New York City is an album by the Peter Malick Group featuring Norah Jones. It was recorded during August and September 2000, a few weeks before Jones made her own demos for Blue Note Records, and released three years later. Jones performs vocals on all seven tracks, and this album is more bluesy than Jones' debut album, Come Away with Me. One of the tracks of the album, "Strange Transmissions", was bundled with the Nokia 6230 mobile phone.

The album reached number 54 on the Billboard 200, number one on the Top Blues Albums chart, and number two on the Top Independent Albums chart.
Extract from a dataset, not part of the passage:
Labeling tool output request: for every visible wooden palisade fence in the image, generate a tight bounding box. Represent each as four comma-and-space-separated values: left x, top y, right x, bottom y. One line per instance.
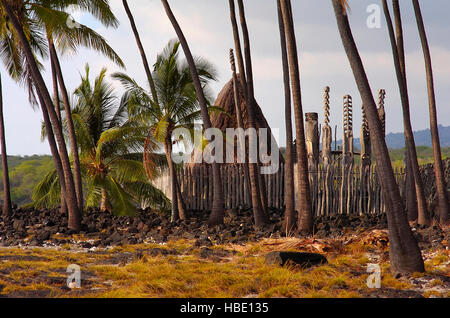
152, 88, 407, 216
The Bastone & Burnz remix of "Strange Transmissions" peaked at number 23 on the Hot Dance Music/Club Play chart in June 2004.
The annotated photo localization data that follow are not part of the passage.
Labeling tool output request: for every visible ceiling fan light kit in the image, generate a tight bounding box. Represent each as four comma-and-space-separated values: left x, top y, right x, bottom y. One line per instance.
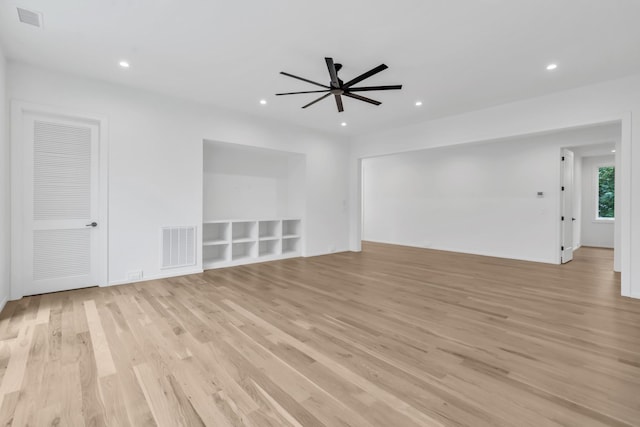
277, 57, 402, 112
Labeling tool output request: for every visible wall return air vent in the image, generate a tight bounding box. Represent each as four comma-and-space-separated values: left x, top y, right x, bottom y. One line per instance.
161, 226, 196, 269
17, 7, 43, 28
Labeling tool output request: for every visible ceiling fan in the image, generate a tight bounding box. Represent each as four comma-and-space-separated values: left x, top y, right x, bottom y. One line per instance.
276, 57, 402, 112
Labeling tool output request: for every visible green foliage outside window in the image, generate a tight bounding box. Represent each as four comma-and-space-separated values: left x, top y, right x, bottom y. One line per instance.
598, 166, 615, 219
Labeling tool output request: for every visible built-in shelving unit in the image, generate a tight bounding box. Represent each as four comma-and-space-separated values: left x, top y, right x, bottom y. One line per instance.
202, 219, 301, 269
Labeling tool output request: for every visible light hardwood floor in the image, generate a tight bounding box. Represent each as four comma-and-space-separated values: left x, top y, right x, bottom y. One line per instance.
0, 243, 639, 426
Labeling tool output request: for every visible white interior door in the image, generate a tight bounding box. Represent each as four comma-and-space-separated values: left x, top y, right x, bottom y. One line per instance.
561, 149, 575, 263
22, 113, 100, 295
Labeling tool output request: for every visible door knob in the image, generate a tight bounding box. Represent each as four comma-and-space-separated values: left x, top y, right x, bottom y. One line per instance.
86, 222, 98, 227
The cover version of Bob Dylan's "Heart of Mine" was featured in the 2003 film Runaway Jury, being used in the closing credits.

Professional ratings
Review scores
| Source | Rating |
| Allmusic |  |
| Gaffa |  |
| RTÉ |  |
| Uncut |  |

==Track listing==

| No. | Title | Writer(s) | Length |
|---|---|---|---|
| 1. | "New York City" | Peter Malick | 5:06 |
| 2. | "Strange Transmissions" | Malick | 4:06 |
| 3. | "Deceptively Yours" | Malick | 4:17 |
| 4. | "All Your Love" | Magic Sam | 4:33 |
| 5. | "Heart of Mine" | Bob Dylan | 5:06 |
| 6. | "Things You Don't Have to Do" | Malick | 3:09 |
| 7. | "New York City" (radio edit) | Malick | 3:47 |

==Personnel==
Credits adapted from the liner notes of New York City.
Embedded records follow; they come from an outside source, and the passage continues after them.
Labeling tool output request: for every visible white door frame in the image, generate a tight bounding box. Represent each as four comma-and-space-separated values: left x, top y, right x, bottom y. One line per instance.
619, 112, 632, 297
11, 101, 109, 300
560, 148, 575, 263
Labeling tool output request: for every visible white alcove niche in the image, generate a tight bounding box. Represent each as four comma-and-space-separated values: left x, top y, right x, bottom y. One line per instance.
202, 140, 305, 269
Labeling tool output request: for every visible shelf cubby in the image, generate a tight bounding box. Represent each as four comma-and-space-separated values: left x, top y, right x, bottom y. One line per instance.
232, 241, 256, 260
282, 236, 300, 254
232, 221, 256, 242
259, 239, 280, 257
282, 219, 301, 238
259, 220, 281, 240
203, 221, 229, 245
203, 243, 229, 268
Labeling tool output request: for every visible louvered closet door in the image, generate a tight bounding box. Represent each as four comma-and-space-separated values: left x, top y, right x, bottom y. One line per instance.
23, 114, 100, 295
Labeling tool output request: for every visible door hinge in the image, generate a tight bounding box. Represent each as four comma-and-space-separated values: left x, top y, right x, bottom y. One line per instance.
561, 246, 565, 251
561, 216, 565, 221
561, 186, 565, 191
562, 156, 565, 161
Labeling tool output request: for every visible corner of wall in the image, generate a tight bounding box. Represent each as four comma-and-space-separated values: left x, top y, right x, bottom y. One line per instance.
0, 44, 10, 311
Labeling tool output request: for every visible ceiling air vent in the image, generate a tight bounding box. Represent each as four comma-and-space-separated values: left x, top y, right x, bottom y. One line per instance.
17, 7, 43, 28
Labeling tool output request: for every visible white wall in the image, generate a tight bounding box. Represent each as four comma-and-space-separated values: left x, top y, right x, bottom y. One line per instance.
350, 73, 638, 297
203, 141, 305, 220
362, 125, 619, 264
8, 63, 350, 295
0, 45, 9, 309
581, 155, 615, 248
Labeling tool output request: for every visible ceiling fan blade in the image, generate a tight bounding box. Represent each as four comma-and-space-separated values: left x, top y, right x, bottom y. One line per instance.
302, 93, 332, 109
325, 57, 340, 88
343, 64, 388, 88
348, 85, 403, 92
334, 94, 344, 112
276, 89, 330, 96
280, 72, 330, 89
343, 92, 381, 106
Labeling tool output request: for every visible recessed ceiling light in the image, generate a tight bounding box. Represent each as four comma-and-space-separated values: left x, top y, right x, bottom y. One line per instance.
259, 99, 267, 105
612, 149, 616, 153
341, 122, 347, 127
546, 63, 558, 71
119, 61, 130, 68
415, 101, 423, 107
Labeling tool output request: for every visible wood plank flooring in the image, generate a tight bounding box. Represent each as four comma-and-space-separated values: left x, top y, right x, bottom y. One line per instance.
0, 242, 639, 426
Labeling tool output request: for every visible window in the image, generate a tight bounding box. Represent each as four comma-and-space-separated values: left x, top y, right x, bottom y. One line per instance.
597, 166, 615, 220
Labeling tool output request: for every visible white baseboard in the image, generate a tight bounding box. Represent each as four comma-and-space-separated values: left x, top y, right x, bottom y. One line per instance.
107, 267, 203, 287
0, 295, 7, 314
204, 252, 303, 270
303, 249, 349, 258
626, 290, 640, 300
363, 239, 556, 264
- Peter Malick – guitars, production (all tracks); vocals (track 6)
- Norah Jones – vocals (all tracks); piano (track 5)
- Eric Gardner – drums (tracks 1, 4, 5, 7)
- Marty Richards – drums (tracks 2, 3, 6)
- Danny McGouch – Mellotron (tracks 1, 7); Hammond B-3 (track 3); Wurlitzer piano (track 4)
- Mike Thompson – piano (tracks 2, 4); accordion (tracks 1, 7)
- Tom West – piano (track 6)
- Jeff Turmes – bass (all tracks)
- Hugh Fordin – executive production
- Ducky Carlisle – recording, mixing
- Bruce Witkin – additional engineering
- Nate Dubé – additional engineering
- Alan Silverman – mastering at Arf! Digital (New York City)
- Jeff Chenault – art direction, design

==Charts==

Chart performance for New York City
| Chart (2003–2004) | Peak position |
|---|---|
| Australian Albums (ARIA) | 22 |
| Austrian Albums (Ö3 Austria) | 28 |
| Danish Albums (Hitlisten) | 30 |
| Dutch Albums (Album Top 100) | 32 |
| New Zealand Albums (RMNZ) | 18 |
| Polish Albums (ZPAV) | 42 |
| Swiss Albums (Schweizer Hitparade) | 93 |
| UK Albums (OCC) | 80 |
| UK Jazz & Blues Albums (OCC) | 4 |
| US Billboard 200 | 54 |
| US Independent Albums (Billboard) | 2 |
| US Top Blues Albums (Billboard) | 1 |

==Certifications==

| Region | Certification | Certified units/sales |
| Australia (ARIA) | Gold | 35,000^{^} |
^{^} Shipments figures based on certification alone.